The end of the week featured a mini-meltdown in Torts involving a probably unreasonable amount of anger at ProfTorts for presenting the Coase Theorem as value-neutral. Sure, in the abstract any theory is value neutral, I suppose, but it's disingenuous for a law professor who is obviously very smart and who could probably not avoid being at least somewhat familiar with the critiques of an idea to present that idea without at least giving some consideration to those critiques. Does it matter if 100 more students internalize the idea as "theoretically good" without even considering its possible pitfalls? Perhaps not. But I'm disappointed to be attending a school that creates the possibility in the first place.
Finally, and thankfully unrelated to law school (I just needed a breather), the week was capped by a Friday night trip to the Apple Store in Clarendon, VA, to pick up a copy of Panther, the new version of Mac OS X. Expose is very cool.
I blinked and the weekend was gone: I went to a 1L job search talk Saturday morning (which I hope to say more about later), helped someone move move most of the rest of the day, played a few hands of poker Saturday night, twiddled with a memo about asylum most of yesterday, and bang, here we are on Monday morning and the memo isn't ready and I've hardly done any of the reading for the week. Time; there simply isn't enough of it.
Someone asked me last week how law school compares to grad school in English and the answer is they both seem difficult, but in very different ways. I'll save the explanation of that for another day.
Happy Monday, everyone.
Posted 05:59 AM | Comments (1) | law school
JDARC? No.
I keep getting these messages from something called the JD Academic Research Council (JDARC), which describes itself as:
an Internet research community of law students who agree to the confidential assessment of their Internet usage habits. By aggregating the data that we collect in an anonymous fashion, we are able to help companies understand the needs and interests of law students - while maintaining your privacy.

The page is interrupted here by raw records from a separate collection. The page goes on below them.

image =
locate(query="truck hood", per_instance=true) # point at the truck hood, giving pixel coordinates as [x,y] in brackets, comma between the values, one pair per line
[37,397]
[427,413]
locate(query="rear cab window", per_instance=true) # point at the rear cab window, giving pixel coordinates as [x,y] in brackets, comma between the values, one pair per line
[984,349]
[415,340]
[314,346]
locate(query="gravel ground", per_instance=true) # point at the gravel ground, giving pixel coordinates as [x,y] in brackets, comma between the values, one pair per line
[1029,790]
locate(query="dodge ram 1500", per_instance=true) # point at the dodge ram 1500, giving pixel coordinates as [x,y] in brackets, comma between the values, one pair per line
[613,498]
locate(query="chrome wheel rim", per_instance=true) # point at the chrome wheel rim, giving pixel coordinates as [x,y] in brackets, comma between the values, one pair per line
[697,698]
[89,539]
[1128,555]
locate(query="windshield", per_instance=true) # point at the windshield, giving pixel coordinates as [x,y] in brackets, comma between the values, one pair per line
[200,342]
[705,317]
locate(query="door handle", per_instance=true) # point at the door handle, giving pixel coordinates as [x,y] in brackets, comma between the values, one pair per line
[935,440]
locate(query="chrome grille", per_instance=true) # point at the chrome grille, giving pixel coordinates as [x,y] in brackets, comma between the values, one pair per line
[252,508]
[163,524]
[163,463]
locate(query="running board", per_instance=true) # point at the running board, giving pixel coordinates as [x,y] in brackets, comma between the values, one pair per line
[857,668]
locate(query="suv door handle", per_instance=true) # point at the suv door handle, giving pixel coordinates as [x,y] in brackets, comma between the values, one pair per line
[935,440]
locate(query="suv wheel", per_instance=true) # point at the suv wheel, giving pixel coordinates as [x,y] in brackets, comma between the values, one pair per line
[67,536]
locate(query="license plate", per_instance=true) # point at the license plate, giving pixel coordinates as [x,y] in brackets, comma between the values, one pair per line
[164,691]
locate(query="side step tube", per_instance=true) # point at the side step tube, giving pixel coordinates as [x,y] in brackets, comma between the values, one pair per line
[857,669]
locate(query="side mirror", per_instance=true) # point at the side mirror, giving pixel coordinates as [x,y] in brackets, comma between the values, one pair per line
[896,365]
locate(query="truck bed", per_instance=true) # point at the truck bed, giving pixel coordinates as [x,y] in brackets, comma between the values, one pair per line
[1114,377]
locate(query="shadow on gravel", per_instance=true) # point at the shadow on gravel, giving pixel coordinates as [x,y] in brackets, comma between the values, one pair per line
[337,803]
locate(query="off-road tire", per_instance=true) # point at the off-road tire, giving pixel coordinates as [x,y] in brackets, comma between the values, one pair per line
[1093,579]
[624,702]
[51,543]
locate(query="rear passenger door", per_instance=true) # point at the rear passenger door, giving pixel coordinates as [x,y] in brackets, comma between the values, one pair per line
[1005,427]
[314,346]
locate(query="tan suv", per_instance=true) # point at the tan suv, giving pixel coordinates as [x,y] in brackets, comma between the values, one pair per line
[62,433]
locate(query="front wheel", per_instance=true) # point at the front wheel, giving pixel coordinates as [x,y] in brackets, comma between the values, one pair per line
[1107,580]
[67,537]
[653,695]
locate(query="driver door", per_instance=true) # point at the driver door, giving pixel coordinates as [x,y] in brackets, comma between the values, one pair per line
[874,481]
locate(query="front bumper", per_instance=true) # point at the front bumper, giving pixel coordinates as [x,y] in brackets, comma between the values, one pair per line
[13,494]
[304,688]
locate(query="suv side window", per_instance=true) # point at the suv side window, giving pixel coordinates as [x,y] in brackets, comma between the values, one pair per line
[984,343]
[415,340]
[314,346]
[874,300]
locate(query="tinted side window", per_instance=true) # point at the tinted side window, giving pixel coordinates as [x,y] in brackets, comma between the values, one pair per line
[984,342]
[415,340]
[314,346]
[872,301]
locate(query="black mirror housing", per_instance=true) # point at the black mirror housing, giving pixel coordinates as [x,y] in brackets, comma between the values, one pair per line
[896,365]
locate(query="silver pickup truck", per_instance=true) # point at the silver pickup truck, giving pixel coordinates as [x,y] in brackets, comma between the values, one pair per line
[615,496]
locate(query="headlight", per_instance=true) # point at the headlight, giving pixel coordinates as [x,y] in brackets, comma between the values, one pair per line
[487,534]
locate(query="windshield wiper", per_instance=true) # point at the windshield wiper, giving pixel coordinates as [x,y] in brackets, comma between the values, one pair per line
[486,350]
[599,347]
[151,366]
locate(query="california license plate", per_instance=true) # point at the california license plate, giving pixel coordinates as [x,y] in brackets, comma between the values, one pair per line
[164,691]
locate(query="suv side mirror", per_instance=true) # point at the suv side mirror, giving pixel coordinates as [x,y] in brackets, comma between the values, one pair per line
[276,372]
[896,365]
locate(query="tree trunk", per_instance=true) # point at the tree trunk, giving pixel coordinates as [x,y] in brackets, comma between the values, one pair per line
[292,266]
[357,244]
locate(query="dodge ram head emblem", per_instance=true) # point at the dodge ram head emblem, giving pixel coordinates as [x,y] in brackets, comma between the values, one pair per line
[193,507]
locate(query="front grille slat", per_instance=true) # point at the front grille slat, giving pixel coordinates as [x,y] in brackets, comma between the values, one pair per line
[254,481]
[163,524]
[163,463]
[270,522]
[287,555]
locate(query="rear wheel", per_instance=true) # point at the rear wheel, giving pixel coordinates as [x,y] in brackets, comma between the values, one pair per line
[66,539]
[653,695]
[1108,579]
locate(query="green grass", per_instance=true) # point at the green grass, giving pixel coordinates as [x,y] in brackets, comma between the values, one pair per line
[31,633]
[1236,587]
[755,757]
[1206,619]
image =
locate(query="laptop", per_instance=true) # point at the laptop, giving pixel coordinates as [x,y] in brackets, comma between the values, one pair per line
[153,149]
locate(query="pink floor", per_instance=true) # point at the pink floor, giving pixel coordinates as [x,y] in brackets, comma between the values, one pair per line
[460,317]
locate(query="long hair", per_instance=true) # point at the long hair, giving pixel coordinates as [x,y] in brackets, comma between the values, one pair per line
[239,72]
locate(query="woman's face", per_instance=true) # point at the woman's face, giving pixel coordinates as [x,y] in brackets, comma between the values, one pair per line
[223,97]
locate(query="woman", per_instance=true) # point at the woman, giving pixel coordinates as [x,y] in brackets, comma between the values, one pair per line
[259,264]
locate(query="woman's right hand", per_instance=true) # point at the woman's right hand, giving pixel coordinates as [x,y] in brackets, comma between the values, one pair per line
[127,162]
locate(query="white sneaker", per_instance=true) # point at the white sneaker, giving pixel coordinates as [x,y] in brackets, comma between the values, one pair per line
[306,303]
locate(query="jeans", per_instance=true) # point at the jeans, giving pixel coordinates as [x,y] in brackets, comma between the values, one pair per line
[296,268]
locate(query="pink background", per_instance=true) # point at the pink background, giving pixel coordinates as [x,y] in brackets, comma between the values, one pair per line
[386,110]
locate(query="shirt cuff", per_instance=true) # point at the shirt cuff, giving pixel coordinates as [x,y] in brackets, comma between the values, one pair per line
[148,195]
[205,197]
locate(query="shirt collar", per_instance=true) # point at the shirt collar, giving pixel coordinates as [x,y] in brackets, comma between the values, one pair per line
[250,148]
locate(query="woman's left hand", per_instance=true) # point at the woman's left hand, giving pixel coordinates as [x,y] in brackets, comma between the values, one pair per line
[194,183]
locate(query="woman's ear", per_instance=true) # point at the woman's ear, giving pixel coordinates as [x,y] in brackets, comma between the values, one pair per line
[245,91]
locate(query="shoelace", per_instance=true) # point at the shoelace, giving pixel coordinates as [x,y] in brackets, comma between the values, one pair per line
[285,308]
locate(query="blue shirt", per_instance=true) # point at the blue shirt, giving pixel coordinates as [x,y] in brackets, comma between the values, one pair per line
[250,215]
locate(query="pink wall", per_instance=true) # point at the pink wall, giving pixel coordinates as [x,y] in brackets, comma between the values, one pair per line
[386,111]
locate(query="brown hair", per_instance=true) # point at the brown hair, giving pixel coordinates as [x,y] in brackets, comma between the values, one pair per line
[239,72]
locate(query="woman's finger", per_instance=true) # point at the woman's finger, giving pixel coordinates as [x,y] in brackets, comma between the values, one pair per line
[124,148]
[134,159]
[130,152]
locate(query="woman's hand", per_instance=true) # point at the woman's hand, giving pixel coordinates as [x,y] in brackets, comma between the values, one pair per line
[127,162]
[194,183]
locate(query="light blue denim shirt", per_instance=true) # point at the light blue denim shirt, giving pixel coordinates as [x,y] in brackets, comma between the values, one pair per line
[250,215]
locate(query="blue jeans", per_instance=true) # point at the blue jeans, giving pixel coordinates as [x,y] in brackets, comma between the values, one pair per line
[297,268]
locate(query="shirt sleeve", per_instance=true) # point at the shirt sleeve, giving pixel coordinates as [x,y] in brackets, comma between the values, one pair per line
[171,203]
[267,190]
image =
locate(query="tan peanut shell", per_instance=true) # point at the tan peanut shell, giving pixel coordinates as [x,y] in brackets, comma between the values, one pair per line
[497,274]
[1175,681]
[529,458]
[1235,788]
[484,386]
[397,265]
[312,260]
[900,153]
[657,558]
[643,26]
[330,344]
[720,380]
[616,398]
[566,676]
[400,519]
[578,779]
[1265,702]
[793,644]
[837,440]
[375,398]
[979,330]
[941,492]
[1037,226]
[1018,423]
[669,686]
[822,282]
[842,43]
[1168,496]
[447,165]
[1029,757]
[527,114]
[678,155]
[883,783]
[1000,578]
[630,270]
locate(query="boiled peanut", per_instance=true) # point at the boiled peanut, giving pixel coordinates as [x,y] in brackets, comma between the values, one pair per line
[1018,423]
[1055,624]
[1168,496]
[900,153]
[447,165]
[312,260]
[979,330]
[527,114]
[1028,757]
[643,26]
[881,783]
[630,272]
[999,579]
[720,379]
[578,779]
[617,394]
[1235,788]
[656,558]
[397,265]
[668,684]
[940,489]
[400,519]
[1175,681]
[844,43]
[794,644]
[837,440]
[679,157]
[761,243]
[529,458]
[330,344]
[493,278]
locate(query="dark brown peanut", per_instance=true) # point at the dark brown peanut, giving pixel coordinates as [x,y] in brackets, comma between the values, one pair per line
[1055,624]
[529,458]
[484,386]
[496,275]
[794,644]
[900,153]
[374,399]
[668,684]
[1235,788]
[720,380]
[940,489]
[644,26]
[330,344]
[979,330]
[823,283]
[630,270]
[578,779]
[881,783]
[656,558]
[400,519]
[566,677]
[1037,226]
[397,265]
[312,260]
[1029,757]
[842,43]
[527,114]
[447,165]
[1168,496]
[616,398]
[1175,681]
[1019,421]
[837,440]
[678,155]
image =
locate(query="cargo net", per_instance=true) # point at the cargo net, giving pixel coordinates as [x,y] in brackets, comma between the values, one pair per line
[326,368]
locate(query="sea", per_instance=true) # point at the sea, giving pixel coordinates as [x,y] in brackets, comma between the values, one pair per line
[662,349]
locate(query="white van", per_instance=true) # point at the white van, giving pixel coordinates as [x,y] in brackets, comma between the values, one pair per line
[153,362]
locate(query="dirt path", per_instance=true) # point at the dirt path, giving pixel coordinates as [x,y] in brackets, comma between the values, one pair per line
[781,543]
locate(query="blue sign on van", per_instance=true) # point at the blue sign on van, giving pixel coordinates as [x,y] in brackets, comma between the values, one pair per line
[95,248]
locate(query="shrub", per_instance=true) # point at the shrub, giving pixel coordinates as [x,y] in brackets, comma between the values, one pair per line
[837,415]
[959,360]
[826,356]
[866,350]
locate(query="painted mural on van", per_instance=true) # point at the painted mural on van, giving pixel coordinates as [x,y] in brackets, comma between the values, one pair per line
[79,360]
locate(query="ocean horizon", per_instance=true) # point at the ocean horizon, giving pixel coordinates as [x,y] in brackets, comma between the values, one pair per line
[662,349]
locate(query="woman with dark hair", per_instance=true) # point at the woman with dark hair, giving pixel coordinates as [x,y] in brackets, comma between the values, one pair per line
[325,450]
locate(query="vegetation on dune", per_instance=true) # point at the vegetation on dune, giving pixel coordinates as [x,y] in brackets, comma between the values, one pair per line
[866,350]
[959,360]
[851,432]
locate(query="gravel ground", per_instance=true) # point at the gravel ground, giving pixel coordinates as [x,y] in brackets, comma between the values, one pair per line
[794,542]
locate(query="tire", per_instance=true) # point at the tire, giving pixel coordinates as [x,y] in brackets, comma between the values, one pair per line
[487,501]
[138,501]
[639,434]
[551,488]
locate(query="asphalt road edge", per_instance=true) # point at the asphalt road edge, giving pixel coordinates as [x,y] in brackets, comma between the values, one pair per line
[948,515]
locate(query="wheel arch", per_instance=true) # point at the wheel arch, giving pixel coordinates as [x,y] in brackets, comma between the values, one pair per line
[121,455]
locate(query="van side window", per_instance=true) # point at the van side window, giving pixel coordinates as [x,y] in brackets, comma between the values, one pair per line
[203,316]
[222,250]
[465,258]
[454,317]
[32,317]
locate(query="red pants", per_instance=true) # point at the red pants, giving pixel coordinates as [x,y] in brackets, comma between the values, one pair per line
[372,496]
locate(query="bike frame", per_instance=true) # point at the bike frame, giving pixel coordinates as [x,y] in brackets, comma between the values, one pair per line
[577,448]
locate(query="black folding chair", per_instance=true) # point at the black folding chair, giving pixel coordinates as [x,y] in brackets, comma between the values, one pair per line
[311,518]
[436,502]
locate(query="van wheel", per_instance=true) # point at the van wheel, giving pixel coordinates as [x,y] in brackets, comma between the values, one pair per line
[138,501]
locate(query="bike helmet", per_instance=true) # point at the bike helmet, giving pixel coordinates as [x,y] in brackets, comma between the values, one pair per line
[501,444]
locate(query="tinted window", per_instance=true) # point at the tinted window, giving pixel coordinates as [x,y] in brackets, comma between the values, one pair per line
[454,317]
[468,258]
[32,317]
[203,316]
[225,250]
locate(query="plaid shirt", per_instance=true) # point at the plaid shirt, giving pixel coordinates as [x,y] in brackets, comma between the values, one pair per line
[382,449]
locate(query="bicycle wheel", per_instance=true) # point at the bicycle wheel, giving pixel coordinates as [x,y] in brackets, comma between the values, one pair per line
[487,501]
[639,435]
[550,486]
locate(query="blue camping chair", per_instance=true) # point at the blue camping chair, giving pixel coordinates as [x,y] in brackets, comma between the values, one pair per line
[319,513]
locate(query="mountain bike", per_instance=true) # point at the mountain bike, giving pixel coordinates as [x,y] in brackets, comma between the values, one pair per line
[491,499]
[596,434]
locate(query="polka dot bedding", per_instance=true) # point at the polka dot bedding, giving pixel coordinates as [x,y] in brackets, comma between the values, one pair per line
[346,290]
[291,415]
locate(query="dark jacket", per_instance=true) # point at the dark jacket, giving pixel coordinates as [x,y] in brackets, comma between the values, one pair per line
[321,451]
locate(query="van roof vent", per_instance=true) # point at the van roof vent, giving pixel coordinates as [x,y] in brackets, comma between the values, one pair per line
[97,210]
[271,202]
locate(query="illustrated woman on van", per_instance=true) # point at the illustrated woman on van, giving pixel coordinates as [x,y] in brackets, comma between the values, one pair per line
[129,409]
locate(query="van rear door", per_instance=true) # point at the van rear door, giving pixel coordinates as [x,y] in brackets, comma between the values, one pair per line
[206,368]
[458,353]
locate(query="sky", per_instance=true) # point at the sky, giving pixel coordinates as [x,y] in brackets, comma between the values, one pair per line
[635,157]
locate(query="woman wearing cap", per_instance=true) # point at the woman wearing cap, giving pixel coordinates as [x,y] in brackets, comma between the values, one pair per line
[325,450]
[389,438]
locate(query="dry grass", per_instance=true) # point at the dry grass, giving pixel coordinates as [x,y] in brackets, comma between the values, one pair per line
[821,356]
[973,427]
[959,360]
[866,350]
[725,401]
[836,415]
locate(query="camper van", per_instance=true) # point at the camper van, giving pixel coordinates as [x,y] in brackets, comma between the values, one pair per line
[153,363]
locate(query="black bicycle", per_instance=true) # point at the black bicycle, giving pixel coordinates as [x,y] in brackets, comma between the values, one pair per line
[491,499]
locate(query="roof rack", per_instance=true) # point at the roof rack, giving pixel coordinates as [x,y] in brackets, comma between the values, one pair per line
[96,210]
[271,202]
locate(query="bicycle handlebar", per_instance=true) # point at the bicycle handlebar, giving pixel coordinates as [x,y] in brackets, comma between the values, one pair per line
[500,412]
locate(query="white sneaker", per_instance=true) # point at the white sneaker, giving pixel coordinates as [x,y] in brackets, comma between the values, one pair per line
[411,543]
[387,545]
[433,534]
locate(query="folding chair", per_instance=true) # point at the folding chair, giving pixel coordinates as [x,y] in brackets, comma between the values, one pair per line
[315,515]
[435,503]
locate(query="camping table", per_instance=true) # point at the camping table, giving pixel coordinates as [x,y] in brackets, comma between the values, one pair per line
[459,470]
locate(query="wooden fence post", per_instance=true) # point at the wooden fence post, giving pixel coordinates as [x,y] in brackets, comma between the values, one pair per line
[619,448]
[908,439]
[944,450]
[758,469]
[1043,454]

In exchange for information about "internet usage habits," JDARC promises to pay me $10 for registering, $5 for staying through January, and $5 more for staying through May.
I'm sorry, but, no thanks. First, why would I want to help "companies understand the needs and interests of law students"? Do I really want to provide them with more and better ways to convince me I need and want more stuff or services? No. If there's anything I I'm sure I don't need it's better marketing targeted at me. And second, do they really think my time is worth so little? Sure, I've registered at lots of internet sites for free, but those sites didn't insult my intelligence and imply I'm a money-grubbing dolt by offering me a paltry payment in the first place. Without exploring it very far, it seems clear to me that JDARC offers zero value to law students, so it has to offer the illusion of value by offering tiny cash payments.
No thanks. Jerks.
Adding insult to injury, the JDARC website shuns the Safari browser; it won't even load a home page unless you're using IE or Netscape. (I assume a variant of Mozilla would work, but I'm not inclined to try to find out.) Double no-thanks. Doublejerks.
What I want to know is: Did GW sell JDARC my email address?